「石狩挽歌」なかにし礼

「石狩挽歌」
なかにし礼作詞・浜圭介作曲/昭和50年

海猫【ごめ】が鳴くから ニシンが来ると
赤い筒袖【つっぽ】の やん衆がさわぐ

ニシンの回遊は郡来【くき】と呼ばれ、群で日本海を回遊しています。
その群にカモメが付いて回ったので、カモメが大群で見えると郡来がやってくるのがわかったという。
やん衆は東北から4月-7月頃にかけて出稼ぎに来ていた漁師達で、赤い筒袖とは綿入れ半天のようなもの。

雪に埋もれた 番屋【ばんや】の隅で
わたしゃ夜通し 飯を炊く

番屋は海岸に作った大きな住宅兼作業所で、ニシンを陸揚げし、大鍋で煮上げて絞り、畑の肥料となるニシン粕を作っていました。
ニシン曇りの日、夕方から浜には篝火が焚かれ、網元、船頭、やん衆、飯炊きの女達もじっと沖を見つめて群来を待つ。

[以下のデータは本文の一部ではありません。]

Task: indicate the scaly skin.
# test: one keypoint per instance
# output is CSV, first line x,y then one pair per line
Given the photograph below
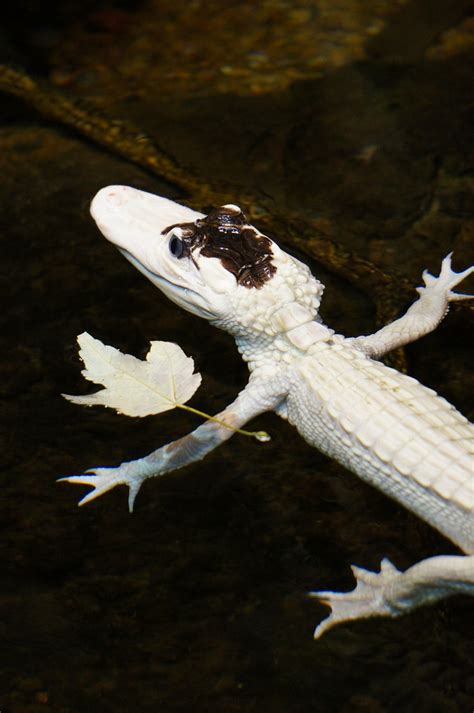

ニシンが回遊してくると海面が盛り上がり、ニシンの銀鱗が跳ね上がった。
自分たちの建網に入るのを期待し【入れ、入れ】と祈るように叫んだのでしょう。
一度郡来が来ると、何昼夜にわたり寝る暇も、食べる暇もなく処理作業にかかり切った。
そのやん衆達に炊き出しの飯を作る、飯炊き女達も夜通しとなりました。

あれからニシンは
どこへ行ったやら

破れた網は 問い刺し網か
今じゃ浜辺で オンボロロ
オンボロボロロー

昭和29年の郡来を最後に、ニシンはバッタリと途絶えてしまいました。
海水の温度が高くなったから、取り尽くしてしまったから、気まぐれな魚だからと諸説があるが、真相は不明です。
建網と呼ばれる問い刺し網が使われることなく、しかしいつかきっと郡来は来ると信じつつ待つ漁師の心情がわかります。

沖を通るは 笠戸丸
わたしゃ涙で
にしん曇りの 空を見る

ベッド数が多く大きな人員収容力と長い航続距離を持っていた笠戸丸は,移民船として絶好の条件をそなえており、第一回ブラジル移民船としてスタートしました。
それからは台湾航路,南米航路,再度台湾航路,日本海の鰯工船や蟹工船となった。
敗戦直前の一九四五(昭和二十)年八月九日,カムチャツカ半島西岸の日魯漁業ウトカ工場沖に停泊中,ソ連機の空爆によって沈められたといわれています。

郡来が来るのは不思議と、どんよりとした曇り空が多かったことから付けられた。